Outside London, the place with the highest proportion of children who do not speak English well is Boston in Lincolnshire, which has recently seen a significant influx of Eastern European migrants to work on local farms.

Paul Kenny, the mayor of Boston Borough Council, said: “I am mindful that it can put a strain on resources. About five years ago, our schools were really struggling.

“They are better equipped to deal with these issues now, but I think we’ve still got a long way to go with the issue of trying to make sure that we get more integration, and teaching English as a second language is vital.”

English was the principal language for 92 per cent of people aged three and over living in England and Wales in 2011, the census found.

The majority of those with a different main language spoke English proficiently, leaving 726,000 people with a weaker grasp of it and 138,000 who could not speak it at all.

There were 88 main languages spoken other than English, with Polish the largest group, with 546,000 speakers, of whom 72 per cent also had good English.

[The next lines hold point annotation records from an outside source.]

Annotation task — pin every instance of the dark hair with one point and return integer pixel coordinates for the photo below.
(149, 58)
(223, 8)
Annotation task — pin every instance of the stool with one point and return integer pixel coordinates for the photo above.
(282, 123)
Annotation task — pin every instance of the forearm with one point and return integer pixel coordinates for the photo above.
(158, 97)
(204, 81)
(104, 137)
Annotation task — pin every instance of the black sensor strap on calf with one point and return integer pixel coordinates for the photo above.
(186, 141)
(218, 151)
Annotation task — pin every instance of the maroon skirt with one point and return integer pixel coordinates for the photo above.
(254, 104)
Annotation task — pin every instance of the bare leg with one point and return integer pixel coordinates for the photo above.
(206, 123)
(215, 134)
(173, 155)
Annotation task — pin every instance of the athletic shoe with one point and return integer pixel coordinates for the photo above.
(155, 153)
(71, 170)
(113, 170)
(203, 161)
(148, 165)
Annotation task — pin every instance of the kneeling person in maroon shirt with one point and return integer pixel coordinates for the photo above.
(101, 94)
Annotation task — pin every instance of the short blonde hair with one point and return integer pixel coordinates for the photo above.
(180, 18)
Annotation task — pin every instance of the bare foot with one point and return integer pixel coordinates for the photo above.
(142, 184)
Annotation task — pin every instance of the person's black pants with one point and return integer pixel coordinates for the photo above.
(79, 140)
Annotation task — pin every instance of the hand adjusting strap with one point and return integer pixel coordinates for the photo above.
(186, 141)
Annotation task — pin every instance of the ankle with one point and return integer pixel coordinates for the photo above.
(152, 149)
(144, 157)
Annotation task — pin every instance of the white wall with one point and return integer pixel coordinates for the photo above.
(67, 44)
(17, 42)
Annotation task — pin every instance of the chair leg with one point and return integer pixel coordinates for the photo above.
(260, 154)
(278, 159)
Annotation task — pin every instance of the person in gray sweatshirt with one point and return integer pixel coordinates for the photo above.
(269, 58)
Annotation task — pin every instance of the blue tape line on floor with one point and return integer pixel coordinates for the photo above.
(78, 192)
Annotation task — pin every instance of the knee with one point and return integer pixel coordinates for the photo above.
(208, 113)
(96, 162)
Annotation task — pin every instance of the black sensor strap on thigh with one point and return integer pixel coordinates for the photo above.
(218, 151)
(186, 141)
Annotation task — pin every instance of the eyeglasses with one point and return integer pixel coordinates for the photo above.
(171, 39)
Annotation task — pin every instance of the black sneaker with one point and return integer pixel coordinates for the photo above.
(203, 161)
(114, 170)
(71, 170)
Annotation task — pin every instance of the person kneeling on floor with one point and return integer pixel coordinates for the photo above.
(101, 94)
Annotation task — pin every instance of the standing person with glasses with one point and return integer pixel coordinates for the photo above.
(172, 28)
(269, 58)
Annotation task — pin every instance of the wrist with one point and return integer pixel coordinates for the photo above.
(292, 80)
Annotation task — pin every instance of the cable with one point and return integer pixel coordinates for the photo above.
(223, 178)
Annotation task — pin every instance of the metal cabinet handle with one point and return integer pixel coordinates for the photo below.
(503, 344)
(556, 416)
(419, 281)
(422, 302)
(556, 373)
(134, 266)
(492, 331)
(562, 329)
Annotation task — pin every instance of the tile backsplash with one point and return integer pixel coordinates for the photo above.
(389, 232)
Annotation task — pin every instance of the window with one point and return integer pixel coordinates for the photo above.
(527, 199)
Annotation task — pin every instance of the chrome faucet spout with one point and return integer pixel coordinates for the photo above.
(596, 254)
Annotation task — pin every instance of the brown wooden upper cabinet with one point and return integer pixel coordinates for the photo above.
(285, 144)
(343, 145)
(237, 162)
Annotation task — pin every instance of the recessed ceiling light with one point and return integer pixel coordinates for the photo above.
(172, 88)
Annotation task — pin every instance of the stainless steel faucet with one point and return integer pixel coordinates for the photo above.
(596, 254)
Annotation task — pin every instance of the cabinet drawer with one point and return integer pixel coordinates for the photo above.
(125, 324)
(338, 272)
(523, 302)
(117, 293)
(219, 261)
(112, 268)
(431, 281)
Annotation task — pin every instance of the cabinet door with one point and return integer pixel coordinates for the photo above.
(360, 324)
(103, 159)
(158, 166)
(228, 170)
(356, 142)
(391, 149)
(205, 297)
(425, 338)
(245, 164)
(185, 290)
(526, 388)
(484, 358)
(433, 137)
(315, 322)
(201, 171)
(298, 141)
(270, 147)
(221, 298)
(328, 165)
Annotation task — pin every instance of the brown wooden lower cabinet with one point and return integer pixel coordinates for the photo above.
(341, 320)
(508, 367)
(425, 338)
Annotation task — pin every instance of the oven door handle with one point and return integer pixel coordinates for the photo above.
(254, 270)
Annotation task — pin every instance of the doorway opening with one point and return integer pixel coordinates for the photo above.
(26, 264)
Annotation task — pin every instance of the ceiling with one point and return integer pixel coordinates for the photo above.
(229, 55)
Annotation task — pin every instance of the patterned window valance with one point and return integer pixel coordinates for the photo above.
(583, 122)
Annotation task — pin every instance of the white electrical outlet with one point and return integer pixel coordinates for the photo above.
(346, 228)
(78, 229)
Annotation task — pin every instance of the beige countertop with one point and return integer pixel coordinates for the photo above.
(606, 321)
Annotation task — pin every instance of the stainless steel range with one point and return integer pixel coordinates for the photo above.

People from countries where English was an official language or whose native tongues were Nordic or Germanic were most likely to speak English well.

Carlos Vargas-Silva, a senior researcher at Oxford University’s Migration Observatory, said the findings would help pinpoint which local areas needed more resources to help non-English speakers.

“These people who are less proficient in English with poor health may need more services, although they may not be able to access them easily,” he said.

“It is not only about the general level of people who do or don’t speak English, it’s about where these people are.”

Dr Vargas-Silva suggested that some parts of the country were better able to cope with influxes of migrants.

He said: “London is a place with a history of migration. To a certain degree the schools are prepared to deal with this kind of issue.

“It is in places like Boston, which are not used to having migrants, that you are going to have a problem.”

This was the first time that the census had included a section about languages and English proficiency, although questions about Welsh-speaking ability have been featured since 1891.